Aspirin Resistance: An Evaluation of Current Evidence and Measurement Methods

Christopher P. Martin, Pharm.D.; Robert L. Talbert, Pharm.D., FCCP


Pharmacotherapy. 2005;25(7):942-953. 

In This Article

Abstract and Introduction

Aspirin resistance is a poorly characterized phenomenon, whereby certain patients do not benefit from the antithrombotic effect of aspirin. The frequency of aspirin resistance is unknown, but estimates range from 5-60%. The mechanism of aspirin resistance also is unknown; proposed mechanisms are poor patient compliance, poor aspirin absorption, increased isoprostane activity, platelet hypersensitivity to agonists, increased cyclooxygenase-2 activity, a cyclooxygenase-1 polymorphism, and the platelet alloantigen 2 polymorphism of platelet glycoprotein IIIa. Aspirin resistance appears to be dose related in some patients and therefore may be overcome with high doses. Evidence indicates that aspirin resistance is a dynamic state, with significant intrapatient variability in aspirin sensitivity with time. To date, a sensitive and specific assay of aspirin effect that reliably predicts treatment failure has not emerged. However, several commercially available products are being marketed for this purpose without convincing clinical data. Despite a wealth of literature on the topic, aspirin resistance remains an enigma. Further investigation is needed regarding strategies to identify and treat patients resistant to aspirin.

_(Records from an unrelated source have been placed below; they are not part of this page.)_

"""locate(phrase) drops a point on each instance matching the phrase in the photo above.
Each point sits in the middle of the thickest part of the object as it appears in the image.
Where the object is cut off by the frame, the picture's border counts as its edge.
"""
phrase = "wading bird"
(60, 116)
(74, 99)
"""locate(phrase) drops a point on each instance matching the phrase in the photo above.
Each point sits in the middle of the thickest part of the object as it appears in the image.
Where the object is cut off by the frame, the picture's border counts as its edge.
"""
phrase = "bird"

Aspirin is perhaps the world's oldest known drug therapy, dating back to the time of Hippocrates, when the bark of the willow tree was consumed for its analgesic and antipyretic properties. The antiplatelet properties of aspirin were first recognized in 1967, and its mechanism of action was elucidated in 1971.[1,2] Since then, aspirin has possibly been used more for its antiplatelet properties than its analgesic or antipyretic action. The Antithrombotic Trialists' Collaboration reported that aspirin reduced the risk of serious vascular events by an average of 25% in patients with acute or previous myocardial infarction, ischemic stroke, unstable or stable angina, peripheral arterial disease, or atrial fibrillation.[3] Despite its impressive efficacy, many patients receiving aspirin therapy still experience vascular events. Aspirin resistance has been proposed as a possible reason for these break-through vascular events.

Aspirin resistance has been defined in both clinical and pharmacodynamic contexts. The proposed clinical definition is the occurrence of a vascular event despite appropriate thrombo-prophylaxis with aspirin. Extrapolating from event rates despite aspirin therapy, reported by the Antithrombotic Trialists' Collaboration,[3] the frequency of aspirin resistance according to the clinical definition can be estimated at 12.9% (range 10.9-17.3%) depending on aspirin dosage. No clear relationship exists between dosage and failure rate.

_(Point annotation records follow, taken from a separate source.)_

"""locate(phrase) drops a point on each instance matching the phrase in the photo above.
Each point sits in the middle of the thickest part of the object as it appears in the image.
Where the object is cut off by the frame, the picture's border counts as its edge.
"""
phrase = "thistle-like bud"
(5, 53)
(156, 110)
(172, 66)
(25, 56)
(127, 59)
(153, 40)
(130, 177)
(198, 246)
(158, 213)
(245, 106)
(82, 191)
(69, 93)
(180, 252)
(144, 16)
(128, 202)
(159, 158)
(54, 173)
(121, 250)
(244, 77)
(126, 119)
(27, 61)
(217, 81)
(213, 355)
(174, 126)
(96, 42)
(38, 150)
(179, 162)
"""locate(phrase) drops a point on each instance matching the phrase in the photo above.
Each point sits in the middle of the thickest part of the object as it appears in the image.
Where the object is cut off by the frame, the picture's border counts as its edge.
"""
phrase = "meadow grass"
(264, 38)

In pharmacodynamic terms, aspirin resistance has been defined as the failure of aspirin to reduce platelet aggregation as measured by various in vitro and in vivo assays. The frequency of aspirin resistance according to the pharmacodynamic definition is estimated to range from 5.2-60%, depending on the population studied and platelet function assay used.[4,5]

The true definition and frequency of aspirin resistance remain to be established. Only a small number of studies have attempted to quantify aspirin resistance in both clinical and pharmacodynamic terms, and these were hampered by internal and external validity concerns. The lack of an operational definition of aspirin resistance is directly related to the lack of a sensitive and specific measure of platelet aggregation under the influence of aspirin. To date, none of the platelet aggregation assays have been convincing in predicting clinical events, and interassay results have been discordant. Despite the absence of an operational definition and the known frequency of aspirin resistance, response to aspirin is clearly variable, which could be due to resistance.